Interdisciplinary Process-Based Approach To Identify Nitrogen Limitations and Increase Soybean Yield and Meal Protein

This is a proposal to fund the continuation of this project, to finish processing data from 2024 trials, analyze data, and summarize findings. The overall goal of this proposal is to deliver management recommendations and novel tools that increase productivity, while also ensuring the sustainability of U.S. soybean production, and high quality seed and meal. Our previous research found an opportunity to enhance both soybean productivity and seed composition with management practices that increase N availability during seed growth. We also demonstrated that aerial imaging technology can detect differences in the plant N status in this legume crop. This new proposal aims to quantify an economically optimum N fertilizer input applied during seed growth that increases soybean productivity and seed protein concentration, as well as the environmental implications of this practice (Objective 1).
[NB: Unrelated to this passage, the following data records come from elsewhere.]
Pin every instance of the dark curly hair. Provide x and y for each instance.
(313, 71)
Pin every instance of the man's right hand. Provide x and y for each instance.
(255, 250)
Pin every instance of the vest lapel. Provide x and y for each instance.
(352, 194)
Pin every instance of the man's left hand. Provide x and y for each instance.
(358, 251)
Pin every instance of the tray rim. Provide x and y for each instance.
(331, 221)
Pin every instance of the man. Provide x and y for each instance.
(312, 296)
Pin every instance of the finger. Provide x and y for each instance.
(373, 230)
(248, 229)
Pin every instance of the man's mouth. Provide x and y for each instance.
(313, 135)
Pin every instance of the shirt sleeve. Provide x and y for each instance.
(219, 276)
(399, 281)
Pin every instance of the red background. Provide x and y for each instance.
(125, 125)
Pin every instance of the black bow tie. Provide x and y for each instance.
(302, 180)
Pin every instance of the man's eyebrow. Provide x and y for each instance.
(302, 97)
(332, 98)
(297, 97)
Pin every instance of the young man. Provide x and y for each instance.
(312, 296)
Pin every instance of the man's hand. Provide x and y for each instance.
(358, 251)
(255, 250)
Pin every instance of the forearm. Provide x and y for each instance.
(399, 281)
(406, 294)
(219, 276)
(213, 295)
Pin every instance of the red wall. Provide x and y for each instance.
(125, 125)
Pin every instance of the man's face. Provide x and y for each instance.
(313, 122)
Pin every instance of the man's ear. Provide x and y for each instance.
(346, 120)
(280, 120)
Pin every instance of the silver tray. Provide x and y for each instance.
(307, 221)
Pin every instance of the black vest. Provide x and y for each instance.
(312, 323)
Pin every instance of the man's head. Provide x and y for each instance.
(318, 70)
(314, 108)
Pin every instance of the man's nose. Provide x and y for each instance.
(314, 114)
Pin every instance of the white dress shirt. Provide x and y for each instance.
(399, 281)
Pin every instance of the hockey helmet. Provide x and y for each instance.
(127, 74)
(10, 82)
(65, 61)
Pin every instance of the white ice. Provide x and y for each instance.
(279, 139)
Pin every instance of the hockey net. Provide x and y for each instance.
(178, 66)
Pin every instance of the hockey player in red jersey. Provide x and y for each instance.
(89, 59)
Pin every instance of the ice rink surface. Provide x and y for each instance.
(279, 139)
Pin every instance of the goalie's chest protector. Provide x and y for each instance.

We collected aerial imaging data using well-fertilized reference checks to quantify the potential of aerial imaging to inform nutrient management decisions in soybean. Ideally, nitrogen fertilizer applications to soybean can be avoided through well-informed crop and soil management practices at the systems level that maintain soil health. To evaluate if soybean N limitations may be addressed with sustainable management practices that improve soil health, we also collected seed composition and yield data from ongoing long-term rotation trials in the U.S. (Objective 2). There is not a single management recommendation that fits all. Novel tools that integrate aerial imaging combined with process-based crop modeling offer a tremendous opportunity to assess nutrient limitations, as well as provide early estimates of soybean yield and seed protein concentration. We will utilize data collected from Objective 1 and 2 to develop and evaluate an interdisciplinary and process-based approach that integrates aerial imaging with dynamic crop modeling (Objective 3), which would provide real-time accurate predictions of soybean yield and seed composition and identify crop N limitations. Thanks to the crop modeling component in this approach, we can also quantify environmental impact through water, carbon, and nitrogen use and losses.